Tidak sedikit komentar dan pendapat bernada sinis, ditujukan kepada calon wakil presiden nomor urut 01 KH Ma'ruf Amin. Salah satunya menurut Ketua Dewan Pembina Partai Amanat Nasional (PAN) Amien Rais.
Menurut Amien Rais, tidak ada yang menonjol dari KH Ma'ruf Amin dalam Debat Pilpres 2019, karena Maruf Amin dianggapnya lebih banyak mengeluarkan argumen yang normatif ketimbang substantif.
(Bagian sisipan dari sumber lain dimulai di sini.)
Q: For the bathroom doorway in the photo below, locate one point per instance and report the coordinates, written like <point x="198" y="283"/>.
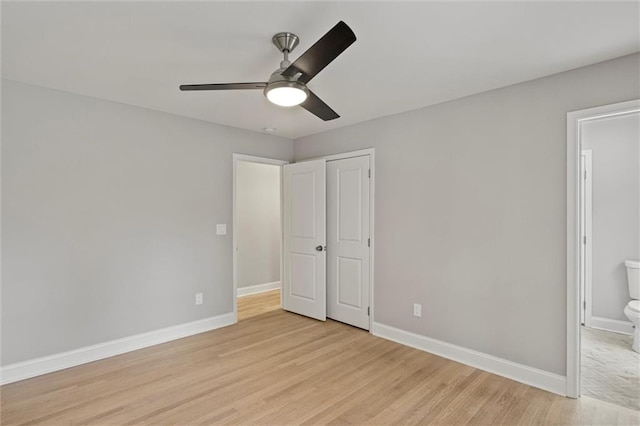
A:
<point x="257" y="224"/>
<point x="603" y="233"/>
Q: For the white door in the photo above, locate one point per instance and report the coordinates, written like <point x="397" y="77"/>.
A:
<point x="348" y="252"/>
<point x="304" y="196"/>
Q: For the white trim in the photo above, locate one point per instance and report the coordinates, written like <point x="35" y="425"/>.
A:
<point x="574" y="122"/>
<point x="371" y="152"/>
<point x="615" y="326"/>
<point x="522" y="373"/>
<point x="258" y="288"/>
<point x="253" y="159"/>
<point x="587" y="269"/>
<point x="48" y="364"/>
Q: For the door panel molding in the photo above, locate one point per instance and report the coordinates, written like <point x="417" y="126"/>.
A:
<point x="305" y="259"/>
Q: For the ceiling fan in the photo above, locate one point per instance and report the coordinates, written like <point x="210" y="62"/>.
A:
<point x="287" y="85"/>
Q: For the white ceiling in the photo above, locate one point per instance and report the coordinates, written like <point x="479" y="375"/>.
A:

Jika kita mencermatinya, memang KH Ma'ruf Amin tak banyak bicara. Meskipun begitu, ada pertanyaan moderator seputar terorisme yang dijawabnya secara gamblang, dan jawaban itu ternyata lebih diterima di semua kalangan masyarakat kita.
Bagaimanapun, kita masih menemukan masyarakat kita yang berpendapat bahwa aksi terorisme sebagai aksi jihad.
Dan, KH Ma'ruf Amin menjawab pertanyaan itu sesuai dengan kedalaman pemahaman keislamannya yang dimiliki.
Jadi, apa yang dikatakan Amien Rais, tidak beralasan sama sekali, bahkan komentar Amien Rais itu cenderung subjektif.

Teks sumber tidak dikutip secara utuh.